If your only experience of Spofforth is passing through it on the way to Harrogate or Wetherby, you might never have given it much thought. But park your car and have a look around and you’ll find a lovely village with much more to it than just the A661.
Spofforth grew out of a crossing place over the River Crimple, and there is still a sizeable kink in the road here, where the causeway crosses the soggy valley bottom.
The underlying pink gritstone made for solid foundations and to this day, many of the oldest houses, which tend to be clustered near the ancient All Saints’ church, are built from it – and in some cases directly onto it.
The oldest structure is the ruin of Spofforth Castle, which was the seat of the Percy family before they moved north to become the Dukes of Northumberland.
The village seems none the poorer for their leaving. It not only still has its post office and village shop, which sells local produce, hot and cold food and alcohol, but a well-established ladies’ hair salon as well.
It also has two pubs, both with beer gardens, which book-end the main street. There’s an excellent school, Spofforth CE Primary School (Good, Ofsted 2017), as well as the Millennium Garden and Ginny Greenholes, a play area that was designed by local children and has a wildflower meadow and wildlife-friendly orchard.
The Long Memorial Hall hosts weekly yoga sessions, dog training, line dancing, needle craft and a mother and toddler play group.
Spofforth Cricket Club has excellent facilities and an outstanding track-record, and Spofforth Golf Course offers 18 holes of pay-and-play.
The Harland Way cycle route follows the old Spofforth to Wetherby railway track-bed, continues to Thorp Arch and may yet be extended to Tadcaster and York.
If all this sounds beguiling, you may be interested in one of the following three properties, which are among 10 currently for sale in and around the village.

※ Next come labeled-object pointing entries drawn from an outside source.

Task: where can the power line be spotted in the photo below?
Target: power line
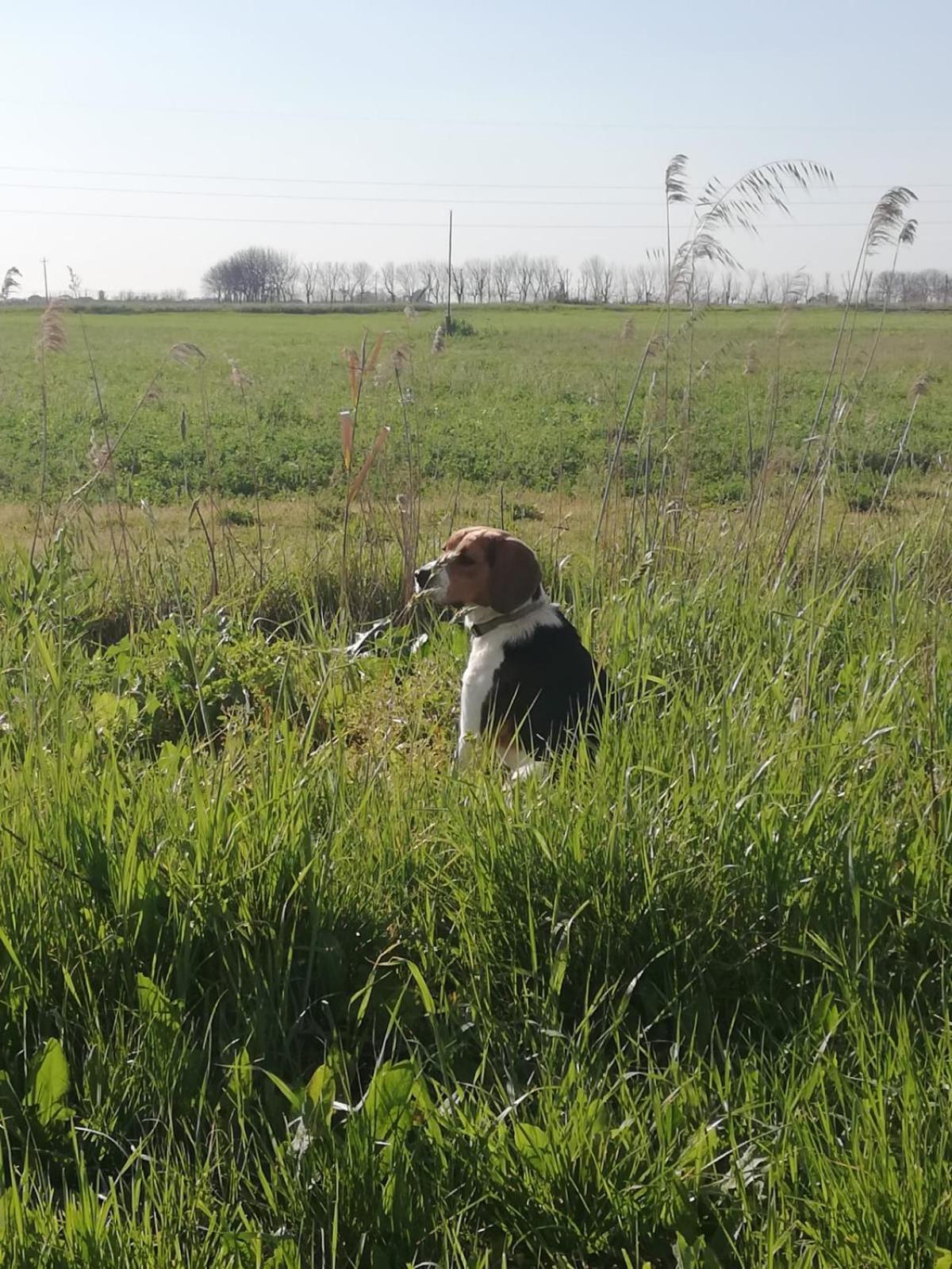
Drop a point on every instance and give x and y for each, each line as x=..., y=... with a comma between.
x=399, y=225
x=387, y=198
x=573, y=125
x=391, y=184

Steam Cottage is a stone-built cottage believed to date back to the early 18th century. It has been comprehensively renovated and its 1,600 sq ft of accommodation now includes three bedrooms, two bathrooms and a landing study area. Downstairs, there’s a large dining kitchen with underfloor heating, a similarly spacious living room, utility room and boot-room.
Outside, there’s an adjoining double-length carport and long landscaped gardens with large Indian flagstone patio adjoining the house.
Hartswood Cottage on Castle Street is a spacious, late 18th century semi-detached cottage overlooking Castle Garth, right in the heart of the village. It has three bedrooms, two bathrooms, two reception rooms, a garden room and garden store. Outside there are gardens to the front and back, as well as a greenhouse and sizeable stone-built outbuilding with garage.
Finally, 5 Beech Terrace is a lovely stone-built end-of-terrace cottage with two bedrooms, bathroom, downstairs cloakroom, kitchen, hallway and a conservatory.
Outside, the front garden belongs to a neighbour, but the vendor has a right of access to his property and to his storage shed. There is also a small area of land beyond the shed owned by the vendor.